Arts News
Dallas' biggest classical music fan Chris Shull dies following illness
Dallas arts writer and classical music lover Chris Shull died on October 4. He was 55.
Shull most recently worked at The Dallas Symphony Association for six years, from 2010-2016. Prior to and following that position, he'd been a longtime arts writer for a variety of publications including The Dallas Morning News, Fort Worth Star-Telegram, and The Wichita Eagle in Wichita, Kansas.
He was also a founding member of The Met, an alternative weekly that published in Dallas from 1994-1997, where he served as arts editor and classical music critic.
He was born in Kansas City, Kansas, on March 30, 1962, and was a 1985 graduate of Baldwin Wallace University in Berea, Ohio, where he majored in music.
Friends described him as a colorful, larger-than-life personality with a robust love for life.
"He was a one-of-a-kind, crazy, cat-loving, joke-cracking guy who wore his sunglasses at night and during the day and at all times, and a guy who everyone loved, especially his amazing wife, Charla," says Denise Neil, with whom he worked at The Wichita Eagle, in a Facebook post. "He was a musician and a lover of the arts and an incredible writer."
He was known for his booming voice and ribald interviewing style, said Kim Harwell Jones, who worked with Shull at The Met.
"He sat in the desk across from mine and he was really loud," she said. "One of my first days there, he was on the phone, and every other word was 'motherfucker' this and that, and then at the end of the call, he said, 'I love you mom.' That was his mother."
Jones said he embodied "the most amazing yin and yang."
"He loved the Indie 500 and he loved opera," she said. "He loved classical music and partying. And he had a profound passion for classical music that was so infectious, it would win you over. I was never a classical music fan, but I could listen to him talk about it for hours.

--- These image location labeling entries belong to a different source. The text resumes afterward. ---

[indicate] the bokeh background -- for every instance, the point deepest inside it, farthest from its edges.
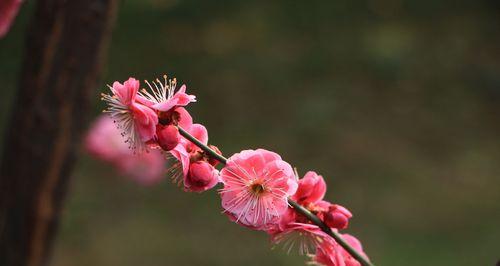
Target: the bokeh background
(396, 103)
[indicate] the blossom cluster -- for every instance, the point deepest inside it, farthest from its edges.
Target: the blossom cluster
(257, 185)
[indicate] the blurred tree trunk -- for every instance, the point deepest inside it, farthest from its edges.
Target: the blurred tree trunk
(66, 43)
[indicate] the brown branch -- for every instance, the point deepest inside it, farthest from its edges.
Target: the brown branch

He would make you interested. 'If this dude is so into it, I’ve got to be missing something.' He was amazing like that."
He also loved the ladies, Jones says. "That was such a cool thing — to him, every woman on the planet was a 'fabulous babe,'" she says.
Shull was married for 17 years to Charla Sanderson, whom he met in Kansas, where she worked in the city's Arts Department.
"He had moved back there and was the hot new critic in town, and I thought he was incredibly cute," she says.
According to Sanderson, he'd been in the hospital for a while when his condition took a turn for the worse. "I got a call from the hospital and they said you need to get in here now, so I was able to be there when he left," she says.
Shull's other survivors include a sister, Angela Jones.
Sanderson says there will be no official memorial. "We're unconventional that way, but I hope that everybody will celebrate Chris in the way he loved to live and laugh," she says. "I hope friends get together and celebrate Chris with a drink."